Archive for Mean

Great Metal Albums of 1987: Montrose- Mean

Posted in 1980s, Heavy Metal, Heavy Metal and the 1980s, Music, Rock, Uncategorized with tags , , , , , , , , , , on November 24, 2021 by 80smetalman

There is a problem when a band doesn’t put out an album for eleven years, people tend to forget about them. That seemed to be the case with Montrose. Back in the early 1970s, they had a few good albums but their last album before this 1987 album, “Mean,” was in 1976. As for me, I didn’t hear of Montrose until the early 1980s and only because a Marine buddy was into them. Later on, when Sammy Hagar achieved widespread acclaim in the rock world, I discovered that he was in the band in the early 1970s. However, with Sammy’s solo success and then joining Van Halen, I, like so many others, assumed that Montrose had become extinct. Therefore, the “Mean” album came as a pleasant surprise.

It has been said that “Mean” is more in the glam metal fashion and different from the Montrose of the early to mid 1970s. While that’s probably true, I’ll have to listen to a Montrose album or two for confirmation, all I know is that when listening to “Mean,” I very much like what I hear. One thing Ronnie Montrose hadn’t forgotten to do was wail on a guitar. He does it very well throughout the album. Furthermore, the rest of the band are able to keep up with him.

“Mean” starts off with the best track on the album, “Don’t Damage the Rock.” This is a high energy rocker and Ronnie dominates with his guitar. But Johnny Edwards turns in a great vocal performance as well. Fortunately, even though the opener is my favourite track, the rest of the album doesn’t deteriorate after it. Linking past with present, when I hear “Pass It On,” I can easily imagine Sammy singing on the tune as it fits his style. However, Edwards is his own singer so while the song reeks of Sammy, Johnny delivers a sound vocal performance and Ronnie’s guitar adds flavour to it as well.

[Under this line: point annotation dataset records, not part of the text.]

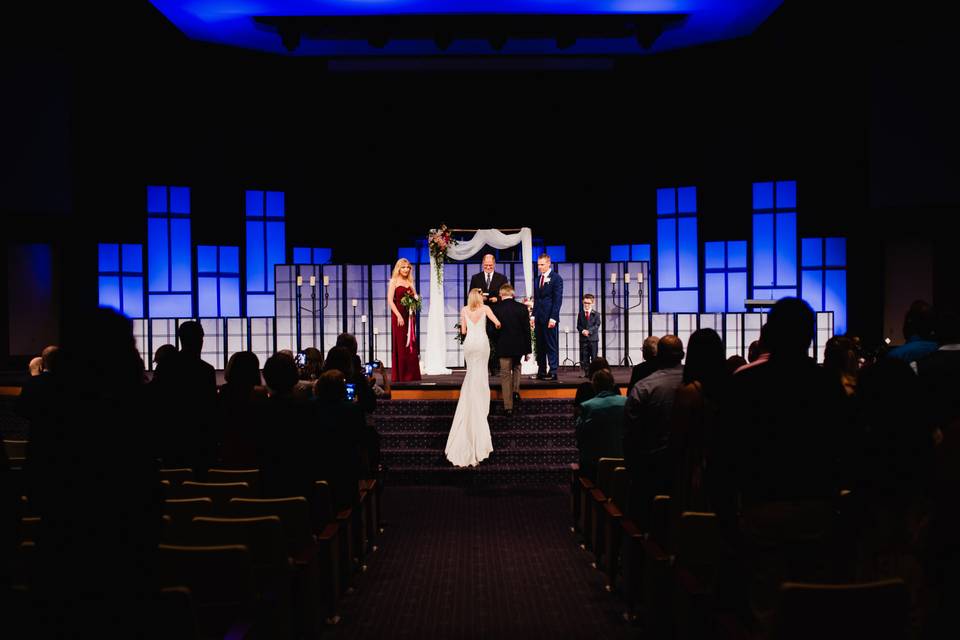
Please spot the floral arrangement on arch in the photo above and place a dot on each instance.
(439, 241)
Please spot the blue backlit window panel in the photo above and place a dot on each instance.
(823, 278)
(120, 278)
(169, 252)
(619, 253)
(725, 276)
(775, 243)
(640, 253)
(630, 253)
(677, 257)
(410, 253)
(266, 248)
(218, 282)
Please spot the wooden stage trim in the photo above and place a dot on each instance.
(454, 394)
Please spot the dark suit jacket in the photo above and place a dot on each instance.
(513, 338)
(593, 326)
(599, 430)
(548, 298)
(479, 281)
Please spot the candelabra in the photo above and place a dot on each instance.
(312, 309)
(566, 347)
(625, 308)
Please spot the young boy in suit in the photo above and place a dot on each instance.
(588, 326)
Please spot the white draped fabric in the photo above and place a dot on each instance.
(434, 360)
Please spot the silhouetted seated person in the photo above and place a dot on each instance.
(777, 451)
(34, 404)
(649, 364)
(647, 427)
(343, 437)
(734, 362)
(586, 390)
(35, 390)
(894, 463)
(162, 353)
(841, 358)
(287, 433)
(940, 378)
(186, 402)
(240, 406)
(99, 497)
(758, 352)
(940, 373)
(599, 427)
(918, 330)
(366, 397)
(693, 419)
(308, 373)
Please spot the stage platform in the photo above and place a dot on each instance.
(447, 387)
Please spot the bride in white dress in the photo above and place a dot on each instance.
(469, 441)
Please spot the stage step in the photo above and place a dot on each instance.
(533, 447)
(485, 475)
(433, 439)
(506, 456)
(522, 421)
(448, 407)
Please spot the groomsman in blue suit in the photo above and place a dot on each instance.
(547, 298)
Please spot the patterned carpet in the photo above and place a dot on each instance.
(461, 563)
(533, 448)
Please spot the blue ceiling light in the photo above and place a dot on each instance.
(465, 27)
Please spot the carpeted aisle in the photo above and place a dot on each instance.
(461, 563)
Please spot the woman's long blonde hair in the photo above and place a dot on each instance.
(402, 262)
(475, 299)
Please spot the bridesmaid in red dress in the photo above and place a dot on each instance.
(406, 347)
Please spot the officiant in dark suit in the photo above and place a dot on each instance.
(513, 343)
(489, 283)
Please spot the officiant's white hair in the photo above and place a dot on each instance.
(475, 299)
(402, 262)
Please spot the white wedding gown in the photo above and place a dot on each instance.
(469, 441)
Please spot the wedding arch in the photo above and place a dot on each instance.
(434, 362)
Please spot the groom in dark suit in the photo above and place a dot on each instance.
(489, 283)
(547, 298)
(513, 343)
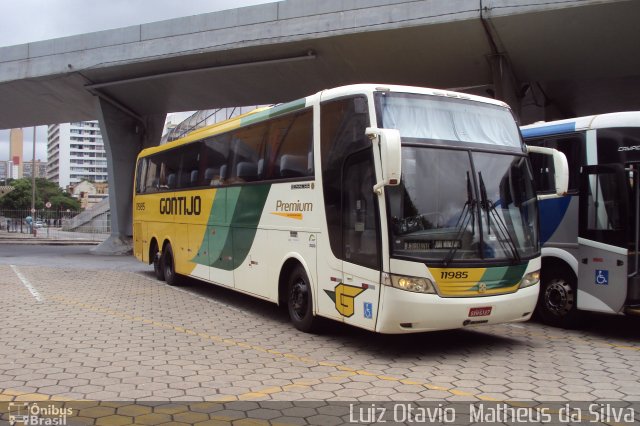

While I wouldn’t call it a Ronnie solo album, he is the principal component to the album. His guitar stamps it’s authority with its acoustic intro on “Hard Headed Woman” and some great guitar work on “M for Machine” and “Ready, Willing and Able.” But what I found interesting about the album is that it comes out smoking on the first three songs, levels off a bit on the middle three songs and goes out on a big high on the final three songs. “Man of the Hour” is a great rocking song, which any 80s heavy metal band would have been proud to have recorded. A cool guitar riff heralds in “Flesh and Blood.” This song could out-Kiss KISS. It sounds exactly like what KISS would have done back in the 1970s, except Ronnie plays a blinder of a guitar solo. Maybe they should have taken note here instead of chasing trends. “Stand” is an excellent closer.

Track Listing:

  1. Don’t Damage the Rock
  2. Game of Love
  3. Pass It On
  4. Hard Headed Woman
  5. M is for Machine
  6. Ready, Willing and Able
  7. Man of the Hour
  8. Flesh and Blood
  9. Stand
Ronnie Montrose

Ronnie Montrose- guitars

Johnny Edwards- vocals

Glenn Letsch- bass

James Kottack- drums

Note: The only photos of Montrose I could find on the net are back when Sammy was in the band.

“Mean” would be the only album put out by this line up. The other members would go onto to other bands and create history there while Ronnie would attempt a solo career. This begs the question: If the band had stuck around, could they have gone onto the achieve greatness? This album suggested that they could have.